Many reporters also found Schorr’s silence troubling when another CBS correspondent, Lesley Stahl, was wrongly accused of leaking the report. Schorr was suspended by the network and the House opened an investigation, though it later dropped the case. He resigned from CBS soon after.
Well into his 90s, he was still giving commentaries on NPR. He was last heard on the air waves July 10, on NPR’s “Weekend Edition” with Scott Simon in a discussion of the U.S.-Russia spy swap, the Justice Department’s lawsuit against Arizona and other news of the week.
Simon called working with Schorr “one of the great blessings of my life.”
“He had no boss but the First Amendment,” Simon said. “He felt his duty was to the news.”
Schorr spoke in a thick New York accent he never lost, a voice that contrasted sharply with the stentorian style of many newscasters of the 1950s and 1960s. It made his delivery all the more compelling.
He was very good at developing sources surrounding the Cold War, in the United States, Europe and the Soviet Union, former CBS colleague Dan Rather said.
“In Washington, he prided himself on being an outsider, not an insider,” Rather said. “He didn’t work the social circuit. He worked his shoe leather and his telephones.”
Born in New York City to Russian-Jewish immigrant parents, Schorr began his career in journalism while he was still in high school. When he wasn’t working on the student newspaper, he spent his free time as a stringer for the Bronx Home News and the Jewish Daily Bulletin. During college, Schorr also worked part time for several metropolitan dailies.
After serving in Army intelligence during World War II in Louisiana and Texas, he worked as an editor in New York for the Dutch news service ANETA and was a freelancer in Europe for numerous newspapers and ANETA.
Schorr first caught the eye of famed CBS newsman Edward R. Murrow during his vivid reports on devastating flooding in the Netherlands in 1953. Murrow persuaded him to join the network, where he started out covering Capitol Hill and the State Department.
After CBS, Schorr taught journalism at the University of California at Berkeley, and then, in 1979, he joined Ted Turner’s newly created CNN as its senior correspondent in Washington.
Soon after leaving the cable station in 1985 over differences with Turner, Schorr found a home at NPR as a senior news analyst. He contributed regularly to “All Things Considered,” and other programs.

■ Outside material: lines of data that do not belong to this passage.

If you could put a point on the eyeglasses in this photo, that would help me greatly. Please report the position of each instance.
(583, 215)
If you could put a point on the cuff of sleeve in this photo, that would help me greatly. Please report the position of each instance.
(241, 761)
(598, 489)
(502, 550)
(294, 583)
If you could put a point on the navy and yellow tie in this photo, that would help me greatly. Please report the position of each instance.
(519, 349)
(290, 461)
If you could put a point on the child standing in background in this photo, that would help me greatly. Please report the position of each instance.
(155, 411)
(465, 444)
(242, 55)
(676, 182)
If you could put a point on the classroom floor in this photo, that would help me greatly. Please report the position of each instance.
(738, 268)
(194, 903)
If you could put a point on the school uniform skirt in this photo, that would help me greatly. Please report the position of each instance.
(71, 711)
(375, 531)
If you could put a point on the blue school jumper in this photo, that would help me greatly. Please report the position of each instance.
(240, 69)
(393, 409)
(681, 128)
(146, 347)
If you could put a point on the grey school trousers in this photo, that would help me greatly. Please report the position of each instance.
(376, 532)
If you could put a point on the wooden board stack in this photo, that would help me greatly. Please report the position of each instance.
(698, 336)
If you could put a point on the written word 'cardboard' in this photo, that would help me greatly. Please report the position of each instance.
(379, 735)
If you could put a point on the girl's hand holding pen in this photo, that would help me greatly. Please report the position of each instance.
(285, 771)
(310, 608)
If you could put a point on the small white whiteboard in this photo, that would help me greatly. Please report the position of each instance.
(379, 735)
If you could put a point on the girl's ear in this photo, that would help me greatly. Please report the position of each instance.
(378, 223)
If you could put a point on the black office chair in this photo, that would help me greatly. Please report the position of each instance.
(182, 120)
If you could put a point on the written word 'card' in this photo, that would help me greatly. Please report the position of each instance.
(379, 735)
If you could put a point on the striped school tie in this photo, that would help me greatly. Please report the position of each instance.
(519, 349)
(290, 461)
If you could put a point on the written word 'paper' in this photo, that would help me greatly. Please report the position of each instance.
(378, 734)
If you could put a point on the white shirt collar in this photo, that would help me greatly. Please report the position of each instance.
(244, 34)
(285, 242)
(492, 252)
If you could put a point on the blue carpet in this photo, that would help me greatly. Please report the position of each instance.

He received three Emmy Awards, among other honors that include a Peabody in 1992 for “a lifetime of uncompromising reporting of the highest integrity.” He was inducted into the Hall of Fame of the Society of Professional Journalists in 1991.
Schorr is survived by his wife of 43 years, Lisbeth, his son, Jonathan Schorr, daughter, Lisa Kaplan, and one grandchild.
Funeral Services will be held on Sunday at 1 p.m. at Adas Israel Congregation in Washington.